State law requires California to cut its carbon dioxide and other greenhouse gas emissions to 1990 levels by 2020. Measures will range from clean vehicle and building rules to thethat lets factories and power companies trade credits to emit gases that heat up the earth.
Federal rules under debate by Congress could eclipse and preempt regional plans, but California and other local governments see themselves as the vanguard of addressing climate change, especially in light of slow national action and setbacks for international talks scheduled in Copenhagen next month.
The draft released on Tuesday shows California, seen as an environmental trend-setter, may take on even more than expected in its first round of cap-and-trade, which will start in 2012.
Gasoline and residential heating fuel suppliers could be included in the first cap-and-trade phase, which had been expected to focus on big pollution sources like power plants and refineries.
"California is the first out of the box," state Air Resources Board Chair Mary Nichols told reporters on a conference call. The draft rules kick off a comment period that will lead to final regulation next fall.
A less comprehensive northeastern U.S. regional trading system is already under way, focusing on carbon dioxide emissions by big emitters. California by contrast plans to include nearly every source of emissions to reach its goal.
California businesses regularly criticize the plan as going too far too fast--and costing too much. Whether the net effect of the plan will be a new green economy or disaster for overburdened businesses is still hotly debated.
New estimates of plan costs, including suggestions on how much support to give industry, won't be available until an independent advisory group issues a report next year.
The draft avoids what may be the toughest issue--how much to rely on auctions of credits, which would require power companies and the like to buy permission to pollute. The emitters want allowances given to them, especially early on.
But Nichols said California had shown a strong preference for moving to auction as quickly as possible and that its 2006 global warming law provided clear guidance while politicians in the U.S. Congress were still raising support for a bill.
"Congress started this, you know, as a political exercise to see how many allowances you had to give out to which groups to get them to buy into the program. They didn't have a climate bill," she said.
"We know how many emissions we have to reduce. The question is how do we do it in a way that costs less," added Nichols, whose Air Resources Board was appointed by state law as the main regulator deciding on how to cut greenhouse gases.
The cost of a ton of carbon dioxide initially could be around $10, based on how other programs operated, she said. That is about half the current European price.

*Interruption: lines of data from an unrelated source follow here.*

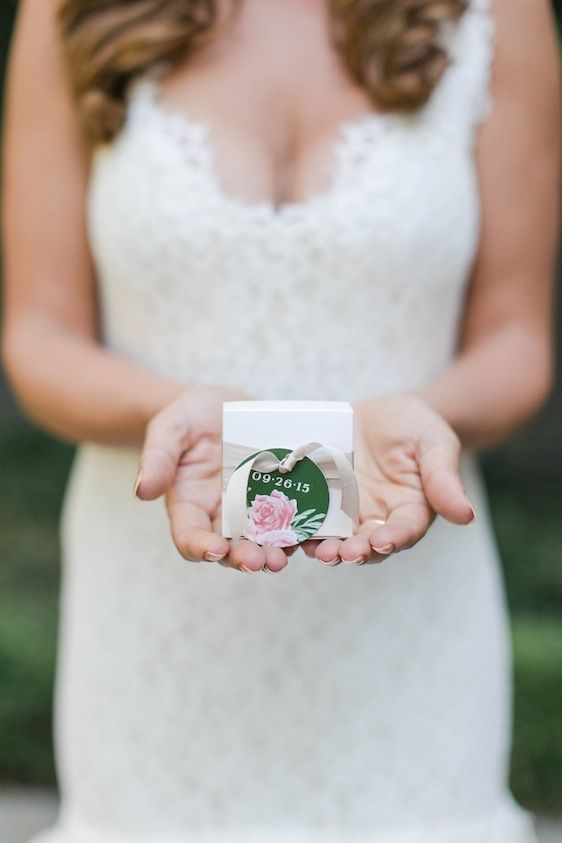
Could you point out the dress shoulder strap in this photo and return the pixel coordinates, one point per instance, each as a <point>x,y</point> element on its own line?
<point>463,98</point>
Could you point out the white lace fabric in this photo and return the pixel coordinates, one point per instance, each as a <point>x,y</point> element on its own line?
<point>343,704</point>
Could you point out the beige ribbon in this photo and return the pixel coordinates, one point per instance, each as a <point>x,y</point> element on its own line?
<point>336,466</point>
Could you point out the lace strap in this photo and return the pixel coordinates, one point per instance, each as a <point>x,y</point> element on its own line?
<point>463,99</point>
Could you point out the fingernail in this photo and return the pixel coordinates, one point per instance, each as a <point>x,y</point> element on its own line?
<point>384,551</point>
<point>335,561</point>
<point>214,557</point>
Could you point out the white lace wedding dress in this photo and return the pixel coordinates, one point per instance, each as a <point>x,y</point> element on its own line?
<point>196,704</point>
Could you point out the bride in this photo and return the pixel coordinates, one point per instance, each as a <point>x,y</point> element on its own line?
<point>281,199</point>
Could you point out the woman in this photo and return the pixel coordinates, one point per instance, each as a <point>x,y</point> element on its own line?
<point>281,199</point>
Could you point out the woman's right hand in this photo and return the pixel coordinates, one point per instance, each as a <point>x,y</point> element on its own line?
<point>181,459</point>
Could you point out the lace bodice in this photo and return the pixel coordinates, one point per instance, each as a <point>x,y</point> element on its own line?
<point>348,704</point>
<point>353,291</point>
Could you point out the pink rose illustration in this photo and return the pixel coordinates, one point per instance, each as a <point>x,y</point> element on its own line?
<point>269,519</point>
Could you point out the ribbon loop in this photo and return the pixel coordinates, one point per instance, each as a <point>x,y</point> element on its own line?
<point>334,464</point>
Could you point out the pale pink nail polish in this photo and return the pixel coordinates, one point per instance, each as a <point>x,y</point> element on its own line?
<point>214,557</point>
<point>357,561</point>
<point>384,551</point>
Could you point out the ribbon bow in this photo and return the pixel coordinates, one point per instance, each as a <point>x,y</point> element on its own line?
<point>335,465</point>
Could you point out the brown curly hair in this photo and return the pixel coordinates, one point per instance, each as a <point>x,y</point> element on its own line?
<point>390,47</point>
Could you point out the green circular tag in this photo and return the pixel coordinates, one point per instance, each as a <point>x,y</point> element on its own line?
<point>286,509</point>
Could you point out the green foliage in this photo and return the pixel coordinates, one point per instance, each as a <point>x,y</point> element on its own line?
<point>537,740</point>
<point>34,469</point>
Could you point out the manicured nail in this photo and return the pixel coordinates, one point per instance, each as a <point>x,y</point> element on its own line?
<point>335,561</point>
<point>214,557</point>
<point>384,551</point>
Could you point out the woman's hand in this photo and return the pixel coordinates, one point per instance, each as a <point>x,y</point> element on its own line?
<point>407,465</point>
<point>181,458</point>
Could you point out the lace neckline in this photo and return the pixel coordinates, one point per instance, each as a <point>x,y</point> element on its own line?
<point>351,139</point>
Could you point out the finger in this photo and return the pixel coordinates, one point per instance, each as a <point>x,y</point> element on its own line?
<point>438,459</point>
<point>309,547</point>
<point>247,555</point>
<point>275,559</point>
<point>193,535</point>
<point>406,524</point>
<point>328,551</point>
<point>167,437</point>
<point>356,549</point>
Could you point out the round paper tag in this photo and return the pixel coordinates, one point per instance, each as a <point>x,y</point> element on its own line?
<point>286,509</point>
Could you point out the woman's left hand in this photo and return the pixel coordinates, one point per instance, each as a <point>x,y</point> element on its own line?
<point>407,465</point>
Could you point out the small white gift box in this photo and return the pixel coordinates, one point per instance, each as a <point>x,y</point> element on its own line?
<point>288,471</point>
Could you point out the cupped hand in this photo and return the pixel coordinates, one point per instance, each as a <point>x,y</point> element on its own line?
<point>181,459</point>
<point>407,465</point>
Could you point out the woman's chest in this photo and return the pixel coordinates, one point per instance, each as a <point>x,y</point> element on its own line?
<point>401,199</point>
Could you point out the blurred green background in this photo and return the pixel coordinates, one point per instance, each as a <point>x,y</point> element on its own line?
<point>524,478</point>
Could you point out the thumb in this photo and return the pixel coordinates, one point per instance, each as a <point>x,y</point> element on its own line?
<point>438,456</point>
<point>168,435</point>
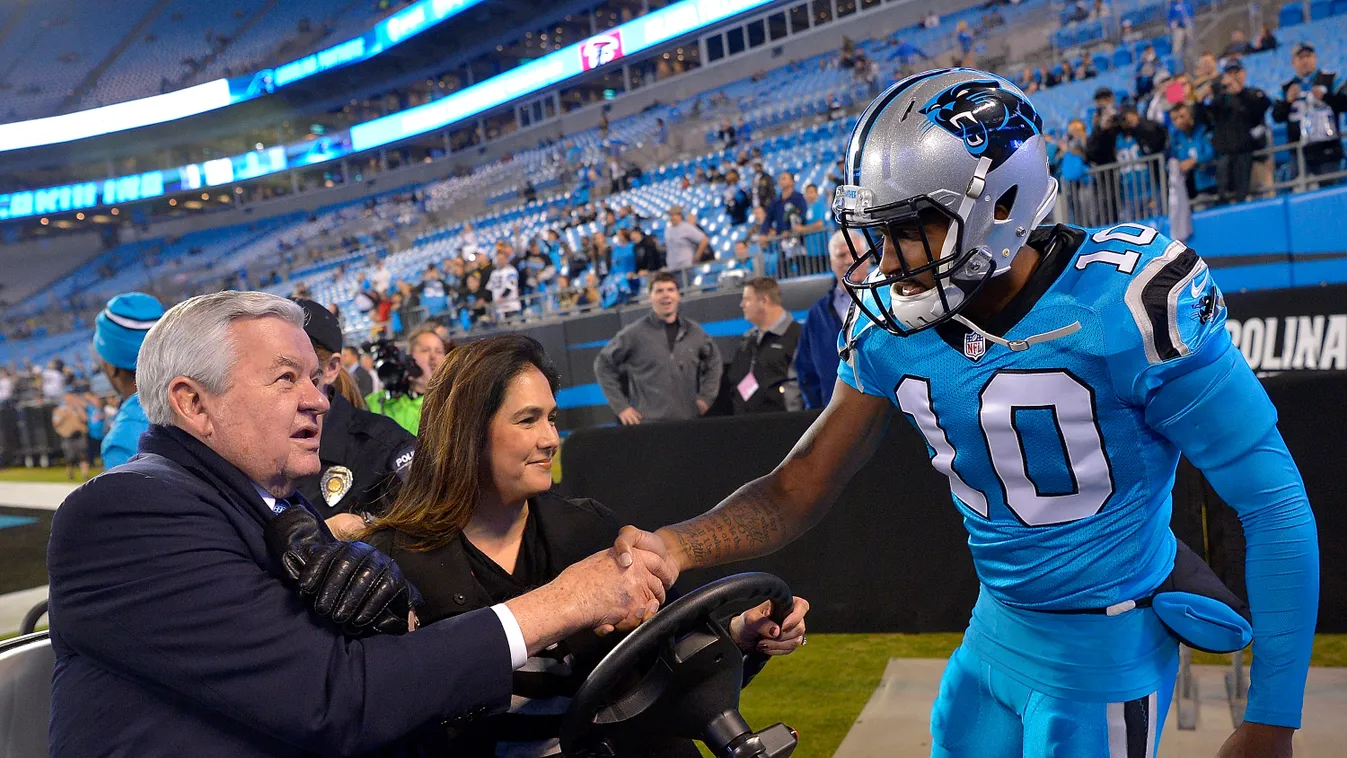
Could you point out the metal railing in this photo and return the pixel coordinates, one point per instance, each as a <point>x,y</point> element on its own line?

The average American has carbon production of about 20 tons per year, according to the Union of Concerned Scientists.
The cap-and-trade system will account for only about a fifth of California reductions but it draws outsize attention, in part because the state, with the largest U.S. economy and population, is part of the 11 member Western Climate Initiative, which includes U.S. states and Canadian provinces.
China, too, will watch California's action, partly by virtue of the state's partnerships with Chinese provinces, said Environmental Defense Fund California Climate Change Director Derek Walker.
"In many ways this is similar to what you are hearing from international circles now. Everybody is coming to the table with their opening bets," he said. But unlike most, California has committed to cuts and now is working out the details.